10 Minute Finance Fix: Replace Your Light Bulbs

The 10 Minute Finance Fix series focuses on topics you can learn in ten minutes or less to help improve your personal finances. In this 10 Minute Finance Fix, you will learn how replacing your old light bulbs with new energy efficient ones will save you money.

Most American households still have all of their light sockets filled with old-fashioned incandescent light bulbs and have yet to convert them over to CFLs. If you’re still using traditional light bulbs to light your home, you’re throwing away money every time you flip on a light switch. In the past, I’ve waxed ecstatic about CFLs and how much they can save, but today I go one further: replace all of your bulbs NOW with CFLs, whether they’re burnt out or not.

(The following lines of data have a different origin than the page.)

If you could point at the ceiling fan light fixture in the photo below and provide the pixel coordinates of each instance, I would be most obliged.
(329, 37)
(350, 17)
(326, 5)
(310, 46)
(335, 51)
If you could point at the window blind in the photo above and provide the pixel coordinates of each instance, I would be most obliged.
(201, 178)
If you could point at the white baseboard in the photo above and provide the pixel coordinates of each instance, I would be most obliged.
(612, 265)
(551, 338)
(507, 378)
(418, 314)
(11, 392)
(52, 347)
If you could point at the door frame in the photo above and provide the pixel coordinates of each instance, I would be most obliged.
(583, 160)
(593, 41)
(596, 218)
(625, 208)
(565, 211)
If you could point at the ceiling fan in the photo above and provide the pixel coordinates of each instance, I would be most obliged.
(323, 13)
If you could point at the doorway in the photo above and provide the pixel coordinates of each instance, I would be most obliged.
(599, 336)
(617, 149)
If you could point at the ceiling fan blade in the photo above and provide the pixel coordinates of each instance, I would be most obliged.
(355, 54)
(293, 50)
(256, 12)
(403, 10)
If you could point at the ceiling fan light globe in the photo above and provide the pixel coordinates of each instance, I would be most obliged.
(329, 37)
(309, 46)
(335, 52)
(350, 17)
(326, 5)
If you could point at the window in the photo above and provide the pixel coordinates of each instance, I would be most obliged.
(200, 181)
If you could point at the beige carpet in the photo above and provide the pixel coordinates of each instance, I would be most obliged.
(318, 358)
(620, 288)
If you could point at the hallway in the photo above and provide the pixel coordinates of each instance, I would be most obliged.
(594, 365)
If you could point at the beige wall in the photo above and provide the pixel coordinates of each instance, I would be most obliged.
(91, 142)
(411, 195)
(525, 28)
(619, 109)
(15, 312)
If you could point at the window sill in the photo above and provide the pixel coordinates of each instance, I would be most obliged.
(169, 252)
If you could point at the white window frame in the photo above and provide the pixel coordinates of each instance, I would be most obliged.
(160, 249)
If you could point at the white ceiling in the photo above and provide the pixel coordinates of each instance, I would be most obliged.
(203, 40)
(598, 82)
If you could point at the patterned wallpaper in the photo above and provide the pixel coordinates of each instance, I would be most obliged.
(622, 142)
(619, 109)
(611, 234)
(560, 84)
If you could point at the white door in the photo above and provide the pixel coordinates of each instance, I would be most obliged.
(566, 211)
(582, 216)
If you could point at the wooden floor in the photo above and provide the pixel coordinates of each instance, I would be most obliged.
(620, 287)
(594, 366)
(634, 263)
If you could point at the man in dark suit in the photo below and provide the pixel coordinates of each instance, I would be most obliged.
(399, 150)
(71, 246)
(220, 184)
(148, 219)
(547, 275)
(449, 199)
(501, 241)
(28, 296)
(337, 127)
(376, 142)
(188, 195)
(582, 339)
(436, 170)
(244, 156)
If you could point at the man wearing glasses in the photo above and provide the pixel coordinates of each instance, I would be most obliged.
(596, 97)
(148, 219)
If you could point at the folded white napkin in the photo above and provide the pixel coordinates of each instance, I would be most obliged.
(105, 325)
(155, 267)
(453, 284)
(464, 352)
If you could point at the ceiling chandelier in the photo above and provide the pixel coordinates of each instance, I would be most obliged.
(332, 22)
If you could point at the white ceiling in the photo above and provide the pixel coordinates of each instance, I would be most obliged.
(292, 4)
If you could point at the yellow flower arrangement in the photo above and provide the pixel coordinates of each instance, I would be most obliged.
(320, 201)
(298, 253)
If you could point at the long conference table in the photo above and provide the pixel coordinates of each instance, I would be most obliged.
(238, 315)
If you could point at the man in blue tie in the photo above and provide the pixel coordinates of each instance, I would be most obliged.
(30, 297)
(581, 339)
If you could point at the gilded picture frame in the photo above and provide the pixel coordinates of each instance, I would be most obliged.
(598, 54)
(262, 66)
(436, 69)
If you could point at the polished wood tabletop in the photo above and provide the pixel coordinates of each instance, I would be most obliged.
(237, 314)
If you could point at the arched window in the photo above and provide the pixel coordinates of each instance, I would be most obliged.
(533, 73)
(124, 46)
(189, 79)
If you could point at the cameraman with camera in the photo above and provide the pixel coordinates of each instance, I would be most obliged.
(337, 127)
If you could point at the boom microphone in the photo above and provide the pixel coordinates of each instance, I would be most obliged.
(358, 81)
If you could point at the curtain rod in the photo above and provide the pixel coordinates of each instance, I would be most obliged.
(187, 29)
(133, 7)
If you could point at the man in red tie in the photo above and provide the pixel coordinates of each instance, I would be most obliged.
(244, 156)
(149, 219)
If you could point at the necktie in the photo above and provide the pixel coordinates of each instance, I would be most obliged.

I’ll use my own situation as an example. I replaced every light bulb in my apartment (a total of 22 bulbs) with CFLs. Almost all of the old bulbs were 60 or 75 watt bulbs; the new bulbs all used 20 watts. We kept track of our light bulb usage over a week or so and discovered that each bulb was on for an average of three and a half hours a day; in other words, an average day sees 77 hours of total light bulb usage, thus we’re saving about 3.45 kilowatt hours a day, or 104 kilowatt hours a month. At a price of about $0.10 per kilowatt hour according to our electric bill, the light bulb replacement saves us $10.40 a month, every month.

You may have to spend $40 or so to get enough bulbs to replace all of the old incandescents in your home, and you’ll have to discard your old bulbs, but it will only take a few months to make that money back. If you don’t feel comfortable pulling bulbs out of your sockets, you can just replace them as they go out, but it only takes a month or two to make up Even better: CFLs have five times the life of old incandescents, so you won’t have to replace them for years.

So, what’s the game plan? All you need to do is go to your local hardware store and buy a couple jumbo packs of CFLs. I recommend using the next higher “watt equivalency” that the packages tell you; for example, CFLs with a 60 watt “equivalence” aren’t quite as bright as real CFLs, so get the 75 watt “equivalence” bulbs – these use just fifteen watts, so you’re still saving 45 watts per hour per bulb. I personally recommend GE’s 20 watt bulbs, which are a 75 watt “equivalent” (meaning you should probably replace your 60 watt bulbs with them – they’ll be just a bit brighter than the old 60 watts) – those are the exact ones we use all over the place at our home and we love them dearly. They light well and they quietly make serious savings on our monthly energy bill.

So take five minutes, get some bulbs, and replace your old lighting today!